Keeping busy; staying entertained

What is 'keeping busy'? What does it look like? Filling your time at a job you don't care about? Keeping busy for the sake of being busy..? And in your spare, free time, what do you do? You try and stay occupied with entertainment. It is no wonder then, that you find nothing worthwhile. Because all you do is waste your time 'keeping busy/staying entertained' when there are so many causes out there to champion... And yet, there you sit, lamenting the fact that life is boring, when it is indeed within your jurisdiction to change that. Start by looking outwards: what's a great cause for me to champion with my time today? Maybe clean water; sanitation; hunger.

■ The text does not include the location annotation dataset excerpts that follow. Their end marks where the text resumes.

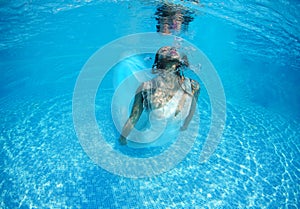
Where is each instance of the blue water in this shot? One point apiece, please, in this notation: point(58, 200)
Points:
point(255, 48)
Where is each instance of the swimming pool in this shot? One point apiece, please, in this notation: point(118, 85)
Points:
point(254, 47)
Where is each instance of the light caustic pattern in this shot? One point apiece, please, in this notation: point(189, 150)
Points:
point(89, 80)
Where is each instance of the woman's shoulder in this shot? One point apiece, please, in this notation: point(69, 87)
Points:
point(194, 85)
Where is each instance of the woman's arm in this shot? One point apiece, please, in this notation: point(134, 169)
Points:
point(135, 114)
point(196, 91)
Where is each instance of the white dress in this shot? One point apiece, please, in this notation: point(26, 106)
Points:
point(160, 126)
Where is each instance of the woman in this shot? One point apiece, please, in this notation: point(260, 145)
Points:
point(169, 100)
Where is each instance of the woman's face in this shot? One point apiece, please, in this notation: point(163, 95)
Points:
point(168, 54)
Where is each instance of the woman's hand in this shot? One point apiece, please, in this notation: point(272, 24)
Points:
point(122, 140)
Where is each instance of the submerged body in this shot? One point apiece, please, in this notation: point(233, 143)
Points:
point(169, 101)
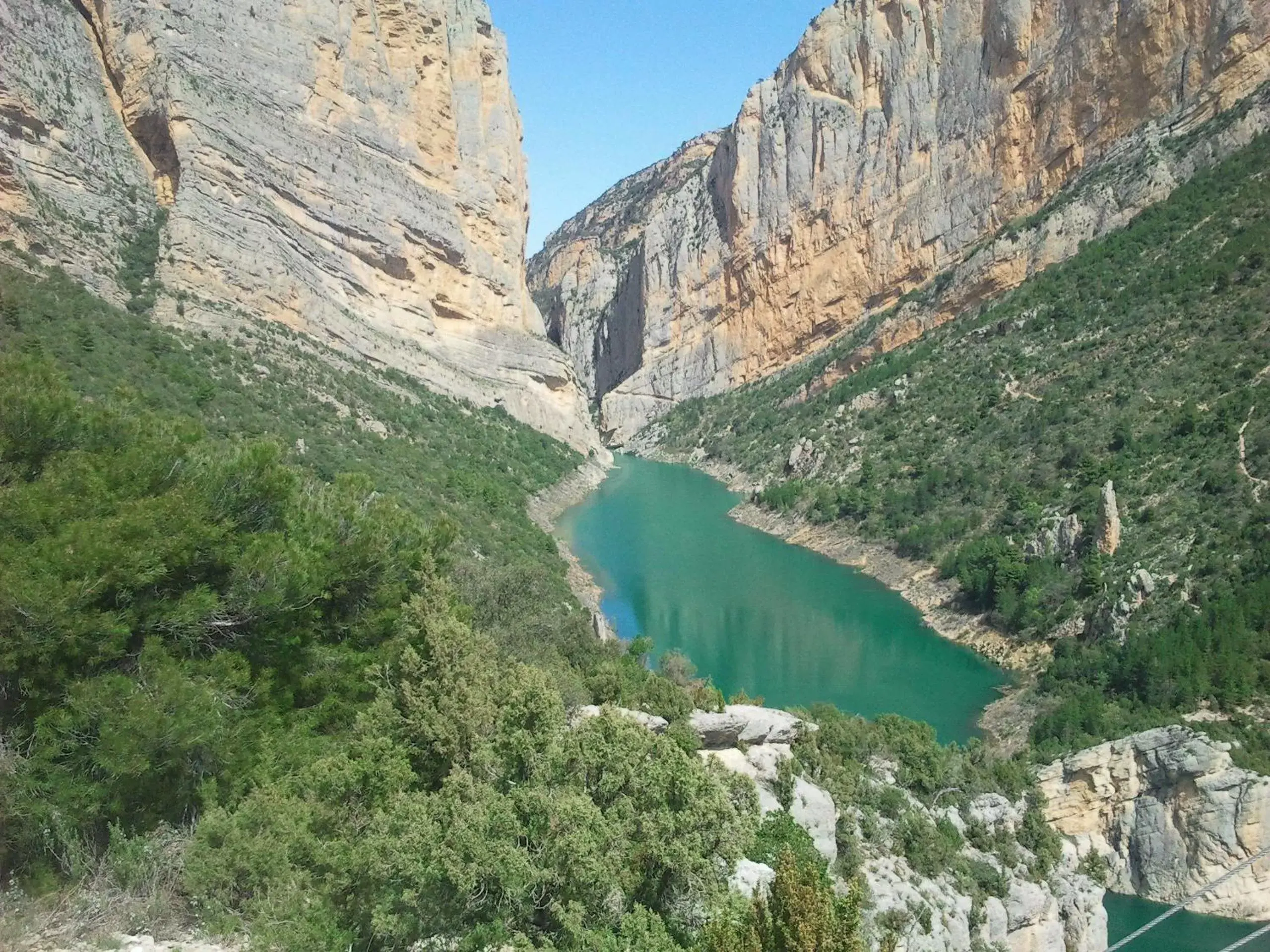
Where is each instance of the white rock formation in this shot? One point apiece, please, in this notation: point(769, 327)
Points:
point(751, 878)
point(747, 724)
point(1170, 813)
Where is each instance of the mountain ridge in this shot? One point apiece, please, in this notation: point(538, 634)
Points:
point(887, 146)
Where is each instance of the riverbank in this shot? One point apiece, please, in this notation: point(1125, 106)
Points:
point(919, 583)
point(1008, 721)
point(548, 506)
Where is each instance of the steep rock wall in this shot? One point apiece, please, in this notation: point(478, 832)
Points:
point(350, 168)
point(897, 137)
point(1170, 813)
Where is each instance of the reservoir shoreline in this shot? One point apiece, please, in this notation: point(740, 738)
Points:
point(549, 504)
point(1005, 720)
point(919, 583)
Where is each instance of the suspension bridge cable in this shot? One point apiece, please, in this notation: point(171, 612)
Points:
point(1191, 899)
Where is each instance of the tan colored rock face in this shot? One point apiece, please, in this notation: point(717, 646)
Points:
point(1170, 813)
point(894, 139)
point(350, 168)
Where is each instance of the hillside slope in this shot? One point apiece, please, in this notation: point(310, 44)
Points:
point(281, 653)
point(352, 171)
point(885, 149)
point(1087, 457)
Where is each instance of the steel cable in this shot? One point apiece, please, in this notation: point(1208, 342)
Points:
point(1191, 899)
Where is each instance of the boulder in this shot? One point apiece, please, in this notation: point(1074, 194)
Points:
point(1170, 813)
point(747, 724)
point(751, 878)
point(1109, 525)
point(815, 812)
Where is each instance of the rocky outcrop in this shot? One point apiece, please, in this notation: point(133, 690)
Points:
point(749, 725)
point(1109, 522)
point(1170, 813)
point(348, 168)
point(897, 144)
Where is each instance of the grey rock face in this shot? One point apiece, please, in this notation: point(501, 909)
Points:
point(883, 151)
point(747, 724)
point(1170, 813)
point(751, 878)
point(352, 169)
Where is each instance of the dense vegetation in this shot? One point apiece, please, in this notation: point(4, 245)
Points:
point(313, 673)
point(1141, 361)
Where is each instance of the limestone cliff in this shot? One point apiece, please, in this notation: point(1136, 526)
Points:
point(350, 168)
point(894, 141)
point(1058, 913)
point(1170, 813)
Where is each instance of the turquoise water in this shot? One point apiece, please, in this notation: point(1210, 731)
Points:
point(758, 613)
point(785, 624)
point(1184, 932)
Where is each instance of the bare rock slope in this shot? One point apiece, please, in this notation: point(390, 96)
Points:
point(893, 143)
point(1170, 813)
point(350, 168)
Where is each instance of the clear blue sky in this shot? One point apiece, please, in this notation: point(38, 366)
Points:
point(609, 87)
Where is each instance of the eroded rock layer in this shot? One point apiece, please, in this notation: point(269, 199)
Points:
point(350, 168)
point(894, 140)
point(1170, 813)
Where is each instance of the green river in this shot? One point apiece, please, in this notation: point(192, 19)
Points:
point(794, 627)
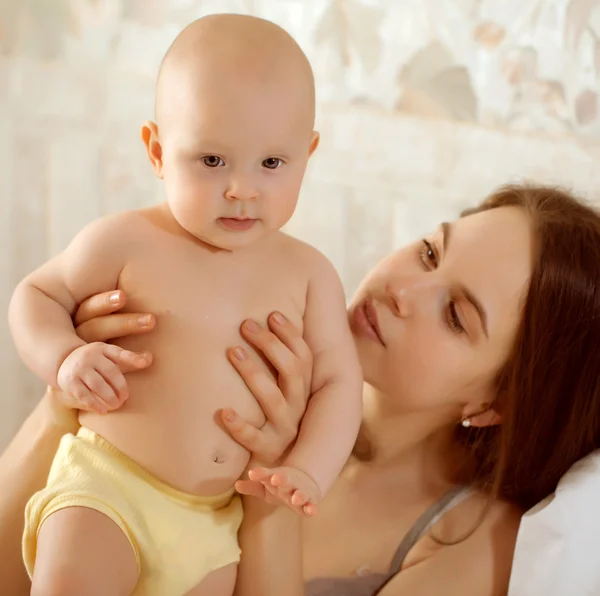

Stop wasting your time, when you can donate it. Or maybe start by looking inward: what moves me, what drives me, what do I enjoy? What would I be doing right now, if I could do anything in the world?

Curse Word

Today I am 'Happy' But 'happy' is almost profane: a curse word. I'm afraid to say I feel happy, because it is often an emotion or state of being that is all too fleeting... So what am I feeling today? Uplifted, cheerful, nice... Never 'happy', because 'happy' is a bad word, something I cannot achieve on my own? No. Nevermind that it doesn't last; even if for half an hour, I feel happy right now.

HDB

I feel like an animal, trapped in a cage of my own making. It is a gilded one with lots of creature comforts. I have nothing to complain about, and yet I lament my sedentary lifestyle - still, I'm not motivated to do anything about it. Is this a catch-22 situation? It sure feels like it.